つまりは、物質といふものを、表象に還元してしまふ観念論も、あるいは物質といふものは我々の中に表象を生み出しつつも当の表象とはまつたく本性の異なるものだとする実在論も、共に誤りであるといふ考へである。それは端的に「『もの』と『表象』の中間に位置する存在なのである」と明言した。これが二元論である。
私は、いまこのベルグソンの物質観を問題にしてゐるのではない(もちろん、その考へに異論があるわけではないが)。ではなく、二元論といふ考へ方は、かういふことであるといふことが言ひたいのである。
ところが、新聞に出てくる知識人たちの文章や、テレビに出てくるコメンテーターの中には、時に「物質か表象(精神)か」といふやうな二者択一の意味で使ふ人が多い。例へば「日本経済の立て直しに必要なのは『増税』か『減税』かの二元論ではない」といふ言ひ方がそれだ。これなどは完全に「二者択一の問題ではない」と言へばいいことである。

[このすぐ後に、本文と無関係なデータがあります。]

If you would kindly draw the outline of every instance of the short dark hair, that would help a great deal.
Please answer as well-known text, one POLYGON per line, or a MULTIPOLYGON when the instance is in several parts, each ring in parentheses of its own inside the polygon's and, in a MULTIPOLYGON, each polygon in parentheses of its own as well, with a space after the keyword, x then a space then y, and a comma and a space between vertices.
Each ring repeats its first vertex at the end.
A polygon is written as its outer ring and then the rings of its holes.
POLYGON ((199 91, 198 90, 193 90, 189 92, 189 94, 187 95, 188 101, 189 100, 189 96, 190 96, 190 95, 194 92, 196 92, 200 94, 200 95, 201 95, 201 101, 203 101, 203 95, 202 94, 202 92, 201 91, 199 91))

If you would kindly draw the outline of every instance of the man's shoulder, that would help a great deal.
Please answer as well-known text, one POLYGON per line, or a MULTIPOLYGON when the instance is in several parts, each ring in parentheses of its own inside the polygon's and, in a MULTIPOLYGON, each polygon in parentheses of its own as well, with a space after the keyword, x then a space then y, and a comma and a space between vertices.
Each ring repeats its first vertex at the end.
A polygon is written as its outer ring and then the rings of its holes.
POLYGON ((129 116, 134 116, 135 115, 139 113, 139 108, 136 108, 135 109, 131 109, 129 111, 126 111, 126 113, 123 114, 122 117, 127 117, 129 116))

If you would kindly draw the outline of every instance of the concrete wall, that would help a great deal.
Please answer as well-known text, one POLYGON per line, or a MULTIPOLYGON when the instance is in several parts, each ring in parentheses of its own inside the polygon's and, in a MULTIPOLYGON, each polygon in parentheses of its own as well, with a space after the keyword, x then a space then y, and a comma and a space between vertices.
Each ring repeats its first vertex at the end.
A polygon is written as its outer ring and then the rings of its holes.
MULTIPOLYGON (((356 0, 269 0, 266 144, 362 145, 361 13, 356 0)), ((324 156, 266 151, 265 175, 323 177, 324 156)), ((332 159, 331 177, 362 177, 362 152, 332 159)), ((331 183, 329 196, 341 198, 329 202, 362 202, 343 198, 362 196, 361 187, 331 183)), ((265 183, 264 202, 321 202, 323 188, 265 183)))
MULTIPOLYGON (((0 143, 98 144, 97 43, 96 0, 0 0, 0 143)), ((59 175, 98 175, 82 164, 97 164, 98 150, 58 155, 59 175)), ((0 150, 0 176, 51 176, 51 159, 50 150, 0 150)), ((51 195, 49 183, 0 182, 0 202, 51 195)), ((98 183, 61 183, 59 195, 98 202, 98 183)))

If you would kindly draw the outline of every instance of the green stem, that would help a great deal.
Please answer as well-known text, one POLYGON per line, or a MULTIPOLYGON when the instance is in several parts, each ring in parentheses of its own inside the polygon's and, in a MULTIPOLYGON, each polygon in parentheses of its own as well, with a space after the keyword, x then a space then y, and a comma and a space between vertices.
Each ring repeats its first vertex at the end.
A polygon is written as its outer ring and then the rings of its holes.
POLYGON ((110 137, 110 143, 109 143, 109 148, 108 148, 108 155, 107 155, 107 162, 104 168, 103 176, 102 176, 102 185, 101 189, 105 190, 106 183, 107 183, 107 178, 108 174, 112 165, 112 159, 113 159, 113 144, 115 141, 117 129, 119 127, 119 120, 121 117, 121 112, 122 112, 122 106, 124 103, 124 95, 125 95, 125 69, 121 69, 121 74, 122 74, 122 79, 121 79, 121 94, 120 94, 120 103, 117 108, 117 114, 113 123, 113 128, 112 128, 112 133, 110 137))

二元論とは、二つの別のものを同時にとらへるといふ意味である(ベルグソン的にはそれを「中間」といふ表現で言つてゐる)。
善悪二元論、物心二元論などがその例である。善と悪は相対的なもので、同時に生まれてくるものである。しかし、それらは平行してゐる。その意味で右左、前後も二元論である。
ところで、2012年の東京大学の現代文の入試問題に、このことをずばり訊く問が出題された。
河野哲也の『意識は実在しない』が出典である。
「ここから第三の特徴として、物心二元論が生じて来る。二元論によれば、身体器官によって捉えられる知覚の世界は、主観の世界である。自然に本来、実在しているのは、色も味もにおいもない原子以下の微粒子だけである。知覚において光が瞬間に到達するように見えたり、地球が不動に思えたりするのは、主観的に見られているからである。自然の感性的な性格は、自然本来の内在的な性質ではなく、自然をそのように感受し認識する主体の側にある。つまり、心あるいは脳が生み出した性質なのだ。」
問の一番にかうある。
「『物心二元論』とあるのはどういうことか、本文の趣旨に従って説明せよ」である。あくまでも読解問題なので、知識を問うてゐるわけではない。しかし、この問題、生徒にはなかなかの難問である。なぜか。相反するものを同時に捉へるといふことが理解できないからである。これは多分日常での彼らの言語生活が関はつて来るのだらうと思はれる。
この場合で言へば、本文には主観と自然(客観)とは平行してゐると明確に書かれてゐるのに、生徒たちはそれを交差させてしまふのだ。「美しい自然」があるとすると「美しい」と思つてゐるのは主観。「自然」は物質だからそこから「美しさ」が滲み出て来るのではない。それなのに生徒は「美しい自然」といふ実体があると思つてしまふ。自然を見て美しいと感じたのだから「美しい自然」があると考へたのだらう。しかし、それは主観の作用である。
東京大学が何を狙つて出題したかは不明だが、私には良問であると思はれる。相対的な二者を同時に理解するといふことは、東京大学の現代文の出典歴史を貫く一大テーマである。